"Fine-tuning Llama 2 70B on three iterations of our approach yields a model that...

lhl · 2024-01-25T03:54:39 1706154879

A new 7B model, Snorkel-Mistral-PairRM-DPO, using a similar self-rewarding pipeline was just released:

* Announcement: https://twitter.com/billyuchenlin/status/1749975138307825933

* Model Card: https://huggingface.co/snorkelai/Snorkel-Mistral-PairRM-DPO

* Response Re-Ranker: https://huggingface.co/llm-blender/PairRM

"We would also like to acknowledge contemporary work published independently on arXiv on 2024-01-18 by Meta & NYU (Yuan, et al) in a paper called Self-Rewarding Language Models, which proposes a similar general approach for creating alignment pairs from a larger set of candidate responses, but using the LLM as the reward model.

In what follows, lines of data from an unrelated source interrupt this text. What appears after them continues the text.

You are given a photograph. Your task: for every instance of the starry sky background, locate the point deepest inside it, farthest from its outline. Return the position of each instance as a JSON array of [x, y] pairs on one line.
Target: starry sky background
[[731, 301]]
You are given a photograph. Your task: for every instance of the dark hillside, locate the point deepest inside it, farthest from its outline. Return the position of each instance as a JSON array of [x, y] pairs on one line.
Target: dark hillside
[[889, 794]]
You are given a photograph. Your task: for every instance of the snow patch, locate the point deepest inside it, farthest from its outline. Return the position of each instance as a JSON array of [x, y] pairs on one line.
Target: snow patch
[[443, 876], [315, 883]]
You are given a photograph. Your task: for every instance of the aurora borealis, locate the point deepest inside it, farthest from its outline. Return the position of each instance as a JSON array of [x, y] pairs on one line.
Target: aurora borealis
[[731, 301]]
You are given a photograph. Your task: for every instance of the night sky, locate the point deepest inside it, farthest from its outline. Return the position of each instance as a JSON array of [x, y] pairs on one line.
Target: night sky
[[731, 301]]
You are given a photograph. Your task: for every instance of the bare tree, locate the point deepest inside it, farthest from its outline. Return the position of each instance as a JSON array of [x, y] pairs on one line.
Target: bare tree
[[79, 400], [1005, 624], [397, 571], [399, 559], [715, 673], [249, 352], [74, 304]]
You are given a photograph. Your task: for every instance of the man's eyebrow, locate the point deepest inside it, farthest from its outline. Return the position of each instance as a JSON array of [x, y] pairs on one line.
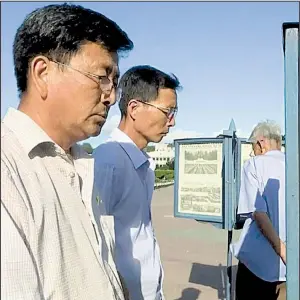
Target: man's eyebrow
[[109, 70]]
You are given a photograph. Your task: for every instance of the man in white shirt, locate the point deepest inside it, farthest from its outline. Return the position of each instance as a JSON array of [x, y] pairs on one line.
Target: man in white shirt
[[66, 66], [124, 175], [261, 250]]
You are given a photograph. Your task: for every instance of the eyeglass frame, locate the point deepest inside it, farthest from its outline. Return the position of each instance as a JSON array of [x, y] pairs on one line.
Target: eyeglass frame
[[106, 91], [166, 110]]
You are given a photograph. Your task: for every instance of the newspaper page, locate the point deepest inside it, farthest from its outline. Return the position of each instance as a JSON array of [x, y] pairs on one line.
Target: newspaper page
[[200, 179]]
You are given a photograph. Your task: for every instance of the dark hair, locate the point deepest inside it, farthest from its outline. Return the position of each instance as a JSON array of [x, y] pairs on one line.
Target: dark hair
[[143, 83], [57, 31]]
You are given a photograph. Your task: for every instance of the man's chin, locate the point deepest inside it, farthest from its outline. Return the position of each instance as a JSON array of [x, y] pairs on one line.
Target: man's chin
[[96, 130]]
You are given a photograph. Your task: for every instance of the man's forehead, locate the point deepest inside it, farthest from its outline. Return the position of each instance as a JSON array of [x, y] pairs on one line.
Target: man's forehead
[[97, 57], [168, 97]]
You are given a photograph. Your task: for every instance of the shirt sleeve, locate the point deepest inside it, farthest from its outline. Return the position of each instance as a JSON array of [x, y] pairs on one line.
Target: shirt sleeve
[[19, 272], [250, 199], [109, 183]]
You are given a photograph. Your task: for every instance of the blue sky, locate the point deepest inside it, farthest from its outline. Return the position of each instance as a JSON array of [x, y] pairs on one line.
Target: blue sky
[[228, 57]]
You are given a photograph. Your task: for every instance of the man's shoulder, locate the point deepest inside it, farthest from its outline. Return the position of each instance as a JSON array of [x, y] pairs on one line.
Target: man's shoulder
[[11, 149], [110, 152]]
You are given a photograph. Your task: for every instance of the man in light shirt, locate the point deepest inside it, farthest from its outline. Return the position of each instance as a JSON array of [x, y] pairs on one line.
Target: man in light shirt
[[124, 175], [66, 66], [261, 250]]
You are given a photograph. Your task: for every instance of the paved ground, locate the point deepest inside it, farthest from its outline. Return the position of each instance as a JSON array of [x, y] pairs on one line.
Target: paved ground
[[193, 254]]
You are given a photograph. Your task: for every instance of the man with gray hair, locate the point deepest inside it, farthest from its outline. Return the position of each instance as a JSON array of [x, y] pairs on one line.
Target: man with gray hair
[[66, 61], [261, 250]]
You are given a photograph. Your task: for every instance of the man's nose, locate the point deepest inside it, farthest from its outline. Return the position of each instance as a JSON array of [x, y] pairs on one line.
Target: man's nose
[[171, 122], [109, 99]]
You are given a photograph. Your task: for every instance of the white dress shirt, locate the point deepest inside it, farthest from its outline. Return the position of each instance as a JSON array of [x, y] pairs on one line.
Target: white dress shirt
[[49, 244], [262, 189]]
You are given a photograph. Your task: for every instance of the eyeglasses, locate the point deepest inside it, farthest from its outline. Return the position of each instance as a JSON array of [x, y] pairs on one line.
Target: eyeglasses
[[106, 85], [170, 112]]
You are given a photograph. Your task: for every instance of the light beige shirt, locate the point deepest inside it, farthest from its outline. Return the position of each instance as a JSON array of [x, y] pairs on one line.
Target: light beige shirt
[[50, 246]]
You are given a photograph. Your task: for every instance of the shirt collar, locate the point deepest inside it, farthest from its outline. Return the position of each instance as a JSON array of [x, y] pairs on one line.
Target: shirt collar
[[137, 156]]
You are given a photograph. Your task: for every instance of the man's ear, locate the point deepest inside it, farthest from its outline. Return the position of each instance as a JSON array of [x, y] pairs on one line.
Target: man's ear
[[133, 108], [39, 73]]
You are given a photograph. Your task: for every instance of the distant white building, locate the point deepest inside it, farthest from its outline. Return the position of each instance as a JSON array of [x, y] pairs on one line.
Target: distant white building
[[162, 154]]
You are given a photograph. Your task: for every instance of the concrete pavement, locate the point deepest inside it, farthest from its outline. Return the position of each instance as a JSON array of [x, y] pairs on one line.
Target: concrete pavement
[[193, 254]]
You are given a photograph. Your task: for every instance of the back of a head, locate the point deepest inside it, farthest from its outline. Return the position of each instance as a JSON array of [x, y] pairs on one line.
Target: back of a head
[[143, 83], [269, 130], [57, 32]]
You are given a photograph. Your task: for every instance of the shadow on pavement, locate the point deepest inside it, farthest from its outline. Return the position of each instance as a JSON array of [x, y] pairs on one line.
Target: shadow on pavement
[[189, 294], [212, 276]]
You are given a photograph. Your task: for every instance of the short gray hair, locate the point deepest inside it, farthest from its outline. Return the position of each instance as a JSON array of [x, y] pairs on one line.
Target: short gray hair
[[268, 129]]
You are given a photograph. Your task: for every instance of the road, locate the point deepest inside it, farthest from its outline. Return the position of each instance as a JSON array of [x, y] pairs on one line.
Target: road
[[193, 254]]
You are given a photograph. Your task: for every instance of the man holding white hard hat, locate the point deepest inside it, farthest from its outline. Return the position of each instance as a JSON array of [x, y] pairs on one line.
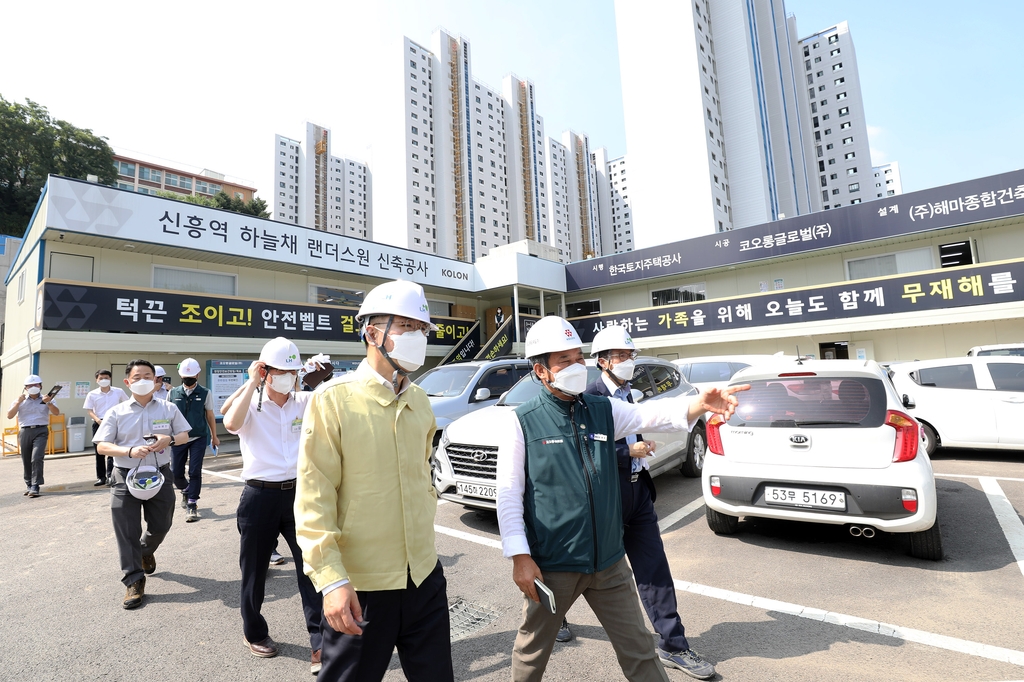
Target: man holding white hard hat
[[266, 415]]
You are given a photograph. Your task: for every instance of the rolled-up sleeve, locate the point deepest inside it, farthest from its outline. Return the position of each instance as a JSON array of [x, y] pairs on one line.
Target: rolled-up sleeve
[[511, 485], [652, 416], [318, 479]]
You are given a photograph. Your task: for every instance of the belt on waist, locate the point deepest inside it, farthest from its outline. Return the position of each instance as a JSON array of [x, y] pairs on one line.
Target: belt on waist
[[272, 484]]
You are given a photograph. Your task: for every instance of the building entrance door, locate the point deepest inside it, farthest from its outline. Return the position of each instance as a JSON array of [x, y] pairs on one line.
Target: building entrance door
[[834, 350]]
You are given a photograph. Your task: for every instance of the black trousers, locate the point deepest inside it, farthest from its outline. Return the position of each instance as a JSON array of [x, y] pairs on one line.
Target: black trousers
[[645, 550], [127, 513], [263, 513], [103, 470], [415, 620]]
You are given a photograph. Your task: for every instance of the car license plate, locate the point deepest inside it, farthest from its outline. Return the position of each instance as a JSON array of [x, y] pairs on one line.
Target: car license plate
[[796, 497], [474, 491]]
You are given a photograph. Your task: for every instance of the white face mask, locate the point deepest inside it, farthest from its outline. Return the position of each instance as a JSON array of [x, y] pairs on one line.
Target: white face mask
[[410, 350], [283, 383], [624, 371], [142, 387], [570, 380]]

While this may work for general-purpose models, our experience has shown that task-specific reward models guided by SMEs are necessary for most enterprise applications of LLMs for specific use cases, which is why we focus on the use of external reward models."

spidersenses · 2024-01-25T14:32:39 1706193159

>Snorkel-Mistral-PairRM-DPO

The naming of these models is getting ridiculous...

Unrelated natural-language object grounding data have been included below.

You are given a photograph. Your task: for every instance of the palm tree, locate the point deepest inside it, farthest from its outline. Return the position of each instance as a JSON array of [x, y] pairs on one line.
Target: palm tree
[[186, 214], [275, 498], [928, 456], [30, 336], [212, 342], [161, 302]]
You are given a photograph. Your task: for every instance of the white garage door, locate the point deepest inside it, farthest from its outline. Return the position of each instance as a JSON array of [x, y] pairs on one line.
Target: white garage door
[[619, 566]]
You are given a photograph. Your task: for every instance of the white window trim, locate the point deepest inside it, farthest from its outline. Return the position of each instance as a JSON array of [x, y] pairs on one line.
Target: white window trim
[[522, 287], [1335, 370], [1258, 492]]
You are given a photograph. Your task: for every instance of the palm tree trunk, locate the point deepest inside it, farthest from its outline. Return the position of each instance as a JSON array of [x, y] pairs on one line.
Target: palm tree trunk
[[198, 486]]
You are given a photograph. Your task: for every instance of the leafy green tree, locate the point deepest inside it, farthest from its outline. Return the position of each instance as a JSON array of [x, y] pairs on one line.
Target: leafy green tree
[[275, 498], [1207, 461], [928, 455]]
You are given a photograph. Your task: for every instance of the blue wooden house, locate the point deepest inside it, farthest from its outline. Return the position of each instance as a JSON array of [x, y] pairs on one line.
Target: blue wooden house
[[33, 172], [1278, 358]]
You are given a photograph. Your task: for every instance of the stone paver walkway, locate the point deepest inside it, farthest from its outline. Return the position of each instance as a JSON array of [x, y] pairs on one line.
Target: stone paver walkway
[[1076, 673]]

column · 2024-01-25T15:31:53 1706196713

I kind of disagree. It's not "user friendly" but it is very descriptive. They are codenames afterall. Take "dolphin-2.6-mistral-7b-dpo-laser" for instance : with a little LLM background knowledge, just from the name you know it is a 7 billion parameters model based on Mistral, with a filtered dataset to remove alignment and bias (dolphin), version 2.6 and using the techniques described in the Direct Preference Optimization (https://arxiv.org/pdf/2305.18290.pdf) and Laser (https://arxiv.org/pdf/2312.13558.pdf) papers to improve its output.

salad-tycoon · 2024-01-25T16:35:13 1706200513

And here I was thinking they were somehow using the first three words from my Bitcoin wallet.

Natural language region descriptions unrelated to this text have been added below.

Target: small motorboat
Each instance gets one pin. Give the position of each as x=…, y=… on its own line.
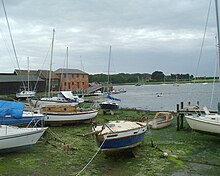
x=119, y=135
x=13, y=138
x=13, y=113
x=67, y=114
x=161, y=120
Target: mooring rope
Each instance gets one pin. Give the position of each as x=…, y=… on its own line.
x=55, y=135
x=91, y=159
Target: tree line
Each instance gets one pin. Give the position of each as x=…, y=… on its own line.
x=157, y=76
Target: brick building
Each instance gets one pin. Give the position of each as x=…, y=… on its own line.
x=73, y=79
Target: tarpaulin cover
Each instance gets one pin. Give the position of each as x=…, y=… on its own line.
x=10, y=108
x=112, y=98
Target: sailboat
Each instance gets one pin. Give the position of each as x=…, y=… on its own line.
x=24, y=94
x=208, y=122
x=110, y=104
x=119, y=135
x=52, y=100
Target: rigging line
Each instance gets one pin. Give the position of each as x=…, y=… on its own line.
x=12, y=43
x=203, y=39
x=215, y=73
x=7, y=47
x=218, y=32
x=38, y=78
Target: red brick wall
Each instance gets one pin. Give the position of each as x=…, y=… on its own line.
x=74, y=82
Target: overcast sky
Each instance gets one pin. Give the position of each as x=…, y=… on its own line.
x=145, y=35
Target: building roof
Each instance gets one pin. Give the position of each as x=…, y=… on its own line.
x=70, y=71
x=44, y=74
x=18, y=78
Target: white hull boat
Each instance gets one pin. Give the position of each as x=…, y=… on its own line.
x=67, y=114
x=119, y=135
x=13, y=138
x=208, y=123
x=38, y=103
x=25, y=94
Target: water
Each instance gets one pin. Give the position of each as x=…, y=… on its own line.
x=144, y=97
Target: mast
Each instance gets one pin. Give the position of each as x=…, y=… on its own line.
x=51, y=58
x=109, y=57
x=13, y=45
x=28, y=74
x=218, y=32
x=67, y=79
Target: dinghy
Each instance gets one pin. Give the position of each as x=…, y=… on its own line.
x=13, y=138
x=119, y=135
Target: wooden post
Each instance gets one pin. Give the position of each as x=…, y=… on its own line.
x=181, y=105
x=181, y=118
x=178, y=124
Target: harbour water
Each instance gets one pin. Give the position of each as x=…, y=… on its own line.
x=145, y=96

spidersenses · 2024-01-25T15:55:06 1706198106

Thank you for a great and informative explanation despite my somewhat ignorant take.

I'm an occasional visitor to huggingface, so I'm actually superficially familiar with the taxonomy. I just felt like, even if I tried to satirize it, I wouldn't be able to come up with a crazier name. And that's not even the end of the Cambrian explosion of LLMs.

Loic · 2024-01-25T14:50:43 1706194243

A bit like the User-Agent string.

mark_l_watson · 2024-01-25T11:14:50 1706181290

Thanks for this, and the link you provided below for GGUF files! I just cleared my schedule this afternoon to kick the tires.

azinman2 · 2024-01-25T07:40:50 1706168450

I assume this doesn’t yet run on llama.cpp?

lhl · 2024-01-25T09:17:23 1706174243

here are some GGUFs https://huggingface.co/brittlewis12/Snorkel-Mistral-PairRM-D...

tarruda · 2024-01-25T08:54:21 1706172861

It is based on Mistral which llama.cpp supports, so I assume it does run (you might need to convert to GGUF format and quantize it).